A garage or a garden shed may be the place where you store long-handled tools used to cultivate the soil. These tools can be heavy, so you’ll need a secure way to store them. Some gardeners use a rack system on the wall of the garage or shed. Keep your rakes, hoes, spades, pitchforks, and shovels upright and in sight for easy access. Long-handled pruners will be important implements to add to your inventory as well. Anvil pruners are used to cut through twigs and branches less than 5/8 inch in diameter. Bypass pruners are stronger than anvil pruners, and they easily cut through green stems when you don’t want to leave a ragged cut behind. Bypass pruners are also used for anything 5/8 inch or less in diameter.

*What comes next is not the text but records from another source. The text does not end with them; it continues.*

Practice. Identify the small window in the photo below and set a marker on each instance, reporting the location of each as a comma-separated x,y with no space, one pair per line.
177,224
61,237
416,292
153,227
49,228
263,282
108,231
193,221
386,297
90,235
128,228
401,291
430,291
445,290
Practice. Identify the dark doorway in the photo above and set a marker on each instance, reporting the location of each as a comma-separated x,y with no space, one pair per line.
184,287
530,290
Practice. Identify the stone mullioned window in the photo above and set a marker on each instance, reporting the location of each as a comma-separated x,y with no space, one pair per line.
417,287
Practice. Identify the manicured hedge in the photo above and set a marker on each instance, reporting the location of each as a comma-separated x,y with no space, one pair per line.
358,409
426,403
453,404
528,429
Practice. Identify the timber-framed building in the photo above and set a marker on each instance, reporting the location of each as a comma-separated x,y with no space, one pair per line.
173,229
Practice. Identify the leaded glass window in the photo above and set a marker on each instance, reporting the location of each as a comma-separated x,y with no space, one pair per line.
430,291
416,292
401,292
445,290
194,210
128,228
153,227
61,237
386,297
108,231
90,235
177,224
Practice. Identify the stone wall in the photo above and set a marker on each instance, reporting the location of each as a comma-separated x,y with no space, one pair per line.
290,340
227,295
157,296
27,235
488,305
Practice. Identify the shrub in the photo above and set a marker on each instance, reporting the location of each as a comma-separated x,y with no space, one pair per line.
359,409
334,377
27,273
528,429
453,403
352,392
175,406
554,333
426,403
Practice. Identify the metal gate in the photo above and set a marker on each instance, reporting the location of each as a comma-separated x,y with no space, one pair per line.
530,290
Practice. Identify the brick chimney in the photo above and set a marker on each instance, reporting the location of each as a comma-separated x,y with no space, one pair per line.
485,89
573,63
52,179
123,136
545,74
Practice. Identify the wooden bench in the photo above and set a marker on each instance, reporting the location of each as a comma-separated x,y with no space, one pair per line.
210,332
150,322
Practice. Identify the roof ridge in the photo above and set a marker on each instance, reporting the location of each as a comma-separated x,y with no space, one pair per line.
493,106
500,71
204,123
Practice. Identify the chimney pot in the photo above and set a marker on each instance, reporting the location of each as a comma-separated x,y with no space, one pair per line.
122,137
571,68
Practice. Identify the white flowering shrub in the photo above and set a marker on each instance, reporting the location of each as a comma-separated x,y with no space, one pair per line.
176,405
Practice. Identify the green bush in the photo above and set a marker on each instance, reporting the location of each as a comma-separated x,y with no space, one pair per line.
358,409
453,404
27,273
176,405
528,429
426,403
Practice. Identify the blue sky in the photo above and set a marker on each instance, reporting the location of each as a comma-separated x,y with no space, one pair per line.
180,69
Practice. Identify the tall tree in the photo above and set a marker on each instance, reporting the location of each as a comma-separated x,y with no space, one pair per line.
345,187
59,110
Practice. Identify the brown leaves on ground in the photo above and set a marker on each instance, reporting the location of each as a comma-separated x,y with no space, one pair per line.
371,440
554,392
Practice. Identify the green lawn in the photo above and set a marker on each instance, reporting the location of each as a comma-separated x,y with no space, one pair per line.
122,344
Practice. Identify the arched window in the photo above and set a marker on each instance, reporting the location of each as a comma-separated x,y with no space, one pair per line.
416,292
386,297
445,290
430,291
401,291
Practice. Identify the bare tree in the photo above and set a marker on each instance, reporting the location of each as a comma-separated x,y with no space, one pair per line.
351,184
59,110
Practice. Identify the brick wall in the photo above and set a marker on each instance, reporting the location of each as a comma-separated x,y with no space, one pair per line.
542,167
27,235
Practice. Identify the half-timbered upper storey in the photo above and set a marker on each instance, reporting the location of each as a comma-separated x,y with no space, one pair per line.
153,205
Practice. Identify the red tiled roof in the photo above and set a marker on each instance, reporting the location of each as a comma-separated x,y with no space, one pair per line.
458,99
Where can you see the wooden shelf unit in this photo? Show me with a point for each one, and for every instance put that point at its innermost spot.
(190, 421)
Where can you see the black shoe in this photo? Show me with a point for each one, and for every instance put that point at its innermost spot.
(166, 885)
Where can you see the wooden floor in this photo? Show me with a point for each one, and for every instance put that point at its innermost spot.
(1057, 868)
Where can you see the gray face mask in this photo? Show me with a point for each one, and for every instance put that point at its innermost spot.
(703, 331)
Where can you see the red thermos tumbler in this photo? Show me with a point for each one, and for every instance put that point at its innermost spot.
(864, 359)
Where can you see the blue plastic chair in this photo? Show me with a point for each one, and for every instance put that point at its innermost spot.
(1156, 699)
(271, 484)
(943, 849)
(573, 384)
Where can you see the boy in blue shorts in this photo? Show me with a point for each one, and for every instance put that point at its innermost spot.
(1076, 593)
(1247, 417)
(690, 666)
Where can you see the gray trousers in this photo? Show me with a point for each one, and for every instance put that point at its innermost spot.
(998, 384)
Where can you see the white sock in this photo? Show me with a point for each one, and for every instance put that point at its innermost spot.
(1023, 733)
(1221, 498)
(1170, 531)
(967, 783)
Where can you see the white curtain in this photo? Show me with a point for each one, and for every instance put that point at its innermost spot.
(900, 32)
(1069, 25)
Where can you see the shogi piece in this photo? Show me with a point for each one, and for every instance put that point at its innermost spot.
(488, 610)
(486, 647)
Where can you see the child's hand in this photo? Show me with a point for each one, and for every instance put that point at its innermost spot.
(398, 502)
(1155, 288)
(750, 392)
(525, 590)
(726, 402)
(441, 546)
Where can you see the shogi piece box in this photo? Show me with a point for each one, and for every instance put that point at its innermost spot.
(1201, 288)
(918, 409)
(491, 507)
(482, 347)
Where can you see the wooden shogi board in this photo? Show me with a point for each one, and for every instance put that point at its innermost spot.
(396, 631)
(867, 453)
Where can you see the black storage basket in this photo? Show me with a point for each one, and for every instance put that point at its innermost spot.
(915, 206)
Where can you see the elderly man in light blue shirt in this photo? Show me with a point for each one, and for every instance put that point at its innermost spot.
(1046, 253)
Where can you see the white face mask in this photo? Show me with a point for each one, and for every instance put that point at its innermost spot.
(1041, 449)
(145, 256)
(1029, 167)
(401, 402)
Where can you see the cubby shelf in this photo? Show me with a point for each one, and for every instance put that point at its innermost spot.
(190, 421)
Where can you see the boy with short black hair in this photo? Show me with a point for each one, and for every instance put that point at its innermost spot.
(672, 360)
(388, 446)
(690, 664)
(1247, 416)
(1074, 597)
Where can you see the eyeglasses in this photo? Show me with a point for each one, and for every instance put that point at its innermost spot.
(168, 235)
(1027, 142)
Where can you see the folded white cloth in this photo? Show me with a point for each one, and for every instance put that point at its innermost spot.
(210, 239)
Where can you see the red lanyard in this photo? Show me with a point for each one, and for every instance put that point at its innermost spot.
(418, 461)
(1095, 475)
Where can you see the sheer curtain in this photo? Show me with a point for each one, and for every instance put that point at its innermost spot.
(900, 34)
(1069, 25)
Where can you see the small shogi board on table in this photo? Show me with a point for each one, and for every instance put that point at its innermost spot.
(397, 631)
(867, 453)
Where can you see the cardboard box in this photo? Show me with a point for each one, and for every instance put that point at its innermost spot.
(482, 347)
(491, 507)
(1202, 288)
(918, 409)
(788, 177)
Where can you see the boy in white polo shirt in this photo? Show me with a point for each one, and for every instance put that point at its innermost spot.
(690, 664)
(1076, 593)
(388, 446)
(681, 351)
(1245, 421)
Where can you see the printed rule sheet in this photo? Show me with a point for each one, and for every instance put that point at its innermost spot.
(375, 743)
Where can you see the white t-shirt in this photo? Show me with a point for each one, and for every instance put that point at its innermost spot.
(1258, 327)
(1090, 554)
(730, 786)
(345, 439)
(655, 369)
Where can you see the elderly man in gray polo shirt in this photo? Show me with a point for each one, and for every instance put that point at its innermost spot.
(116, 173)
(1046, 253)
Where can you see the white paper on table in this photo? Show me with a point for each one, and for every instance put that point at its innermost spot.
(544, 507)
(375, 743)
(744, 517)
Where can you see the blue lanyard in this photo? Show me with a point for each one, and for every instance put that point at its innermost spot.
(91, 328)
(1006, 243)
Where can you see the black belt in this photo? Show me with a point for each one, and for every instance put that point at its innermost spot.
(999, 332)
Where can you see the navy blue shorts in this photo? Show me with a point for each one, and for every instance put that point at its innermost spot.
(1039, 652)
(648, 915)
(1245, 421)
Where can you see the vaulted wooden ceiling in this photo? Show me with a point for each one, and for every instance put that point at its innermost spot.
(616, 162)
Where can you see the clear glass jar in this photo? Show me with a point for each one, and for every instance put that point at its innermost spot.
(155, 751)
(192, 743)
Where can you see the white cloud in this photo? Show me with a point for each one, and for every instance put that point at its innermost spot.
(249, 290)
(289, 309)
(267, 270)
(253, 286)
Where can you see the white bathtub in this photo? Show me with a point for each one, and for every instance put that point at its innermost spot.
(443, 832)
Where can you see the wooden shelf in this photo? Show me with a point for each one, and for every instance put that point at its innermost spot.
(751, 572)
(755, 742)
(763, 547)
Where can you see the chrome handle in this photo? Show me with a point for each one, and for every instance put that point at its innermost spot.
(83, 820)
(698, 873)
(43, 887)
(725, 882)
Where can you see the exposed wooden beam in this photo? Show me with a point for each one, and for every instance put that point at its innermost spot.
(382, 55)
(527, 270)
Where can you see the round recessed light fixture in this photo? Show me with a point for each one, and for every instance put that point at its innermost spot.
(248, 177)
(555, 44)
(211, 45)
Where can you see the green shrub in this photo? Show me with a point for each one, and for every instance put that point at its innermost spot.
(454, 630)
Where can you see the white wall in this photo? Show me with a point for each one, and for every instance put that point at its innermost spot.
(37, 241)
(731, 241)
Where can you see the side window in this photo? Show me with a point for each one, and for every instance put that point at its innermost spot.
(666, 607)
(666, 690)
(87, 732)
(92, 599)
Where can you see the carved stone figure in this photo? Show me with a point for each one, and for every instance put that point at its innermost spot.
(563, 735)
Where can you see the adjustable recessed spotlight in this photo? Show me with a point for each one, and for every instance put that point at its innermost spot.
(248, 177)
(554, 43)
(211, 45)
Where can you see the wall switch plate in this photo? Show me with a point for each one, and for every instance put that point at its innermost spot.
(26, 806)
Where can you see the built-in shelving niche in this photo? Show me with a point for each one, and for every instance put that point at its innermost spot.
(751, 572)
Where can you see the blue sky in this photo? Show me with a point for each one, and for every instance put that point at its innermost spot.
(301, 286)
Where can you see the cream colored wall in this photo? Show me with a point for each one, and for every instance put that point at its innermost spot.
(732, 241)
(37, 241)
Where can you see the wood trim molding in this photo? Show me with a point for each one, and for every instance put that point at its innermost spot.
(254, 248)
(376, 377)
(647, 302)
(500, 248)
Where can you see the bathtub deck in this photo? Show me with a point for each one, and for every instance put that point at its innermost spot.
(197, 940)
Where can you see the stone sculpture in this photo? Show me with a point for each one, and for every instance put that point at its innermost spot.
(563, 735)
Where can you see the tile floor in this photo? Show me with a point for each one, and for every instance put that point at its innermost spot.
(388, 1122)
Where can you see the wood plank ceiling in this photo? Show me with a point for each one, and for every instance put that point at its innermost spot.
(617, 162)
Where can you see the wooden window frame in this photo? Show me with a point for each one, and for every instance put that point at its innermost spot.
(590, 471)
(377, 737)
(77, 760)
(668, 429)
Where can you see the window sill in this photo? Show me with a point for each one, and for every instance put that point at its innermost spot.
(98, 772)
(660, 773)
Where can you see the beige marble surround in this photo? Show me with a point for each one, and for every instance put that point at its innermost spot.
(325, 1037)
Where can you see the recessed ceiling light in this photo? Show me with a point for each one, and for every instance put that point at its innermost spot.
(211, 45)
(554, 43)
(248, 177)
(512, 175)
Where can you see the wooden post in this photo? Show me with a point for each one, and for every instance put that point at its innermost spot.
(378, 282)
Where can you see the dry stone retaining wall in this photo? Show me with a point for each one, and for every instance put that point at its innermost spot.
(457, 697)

Reach for the hedge shears to maintain your shrubs when the branches are less than 2¼ inches in diameter. Hedge shears are like giant scissors. A pole pruner is the tool to use when you need to reach shrubs or trees that are more than 8 feet tall. Pole pruners will cut branches less than 1¼ inches in diameter. For larger branches, a pruning saw is the tool to use. Pruning saws are ideal for branches larger than 1½ inches in diameter.

Power Tools

Gardeners may need to reach for power tools from time to time to get the job done. Power tools might be powered by electricity, batteries, or gas. A power pole saw can make quick work of tree pruning. A power hedge trimmer makes shaping and pruning shrubs and hedges much faster and easier. A power edging tool helps you keep the edges of walkways, sidewalks, and driveways neat and tidy. A string trimmer cuts grass that grows around trees, buildings, and fences to keep your lawn neat. Use an electric, battery-powered, or gas-powered rototiller to loosen soil in your vegetable or flower gardens. Rototillers come in many different sizes to handle your tilling needs. Lawn maintenance might also involve a chain saw, useful for tree maintenance.

Protective Tools and Gear

Protective gear can help keep you safe from injury while you’re outdoors gardening and working in the yard. Gardening gloves help keep your hands cleaner, especially when you’re digging in the soil, and they can also protect you from thorns. Wearing a gardening hat protects your head and face from sun exposure. It’s also important to wear long sleeves, long pants, and closed-toe shoes if you’ll be using dangerous equipment. For long afternoons of planting or weeding, using a knee pad can save your knees from painful contact with the hard ground. Some knee pads are easily positioned and moved where you need them. You might also opt for a storage cart with a padded seat on top, which provides a comfortable place to sit while you work as well as space to carry your tools out to the garden.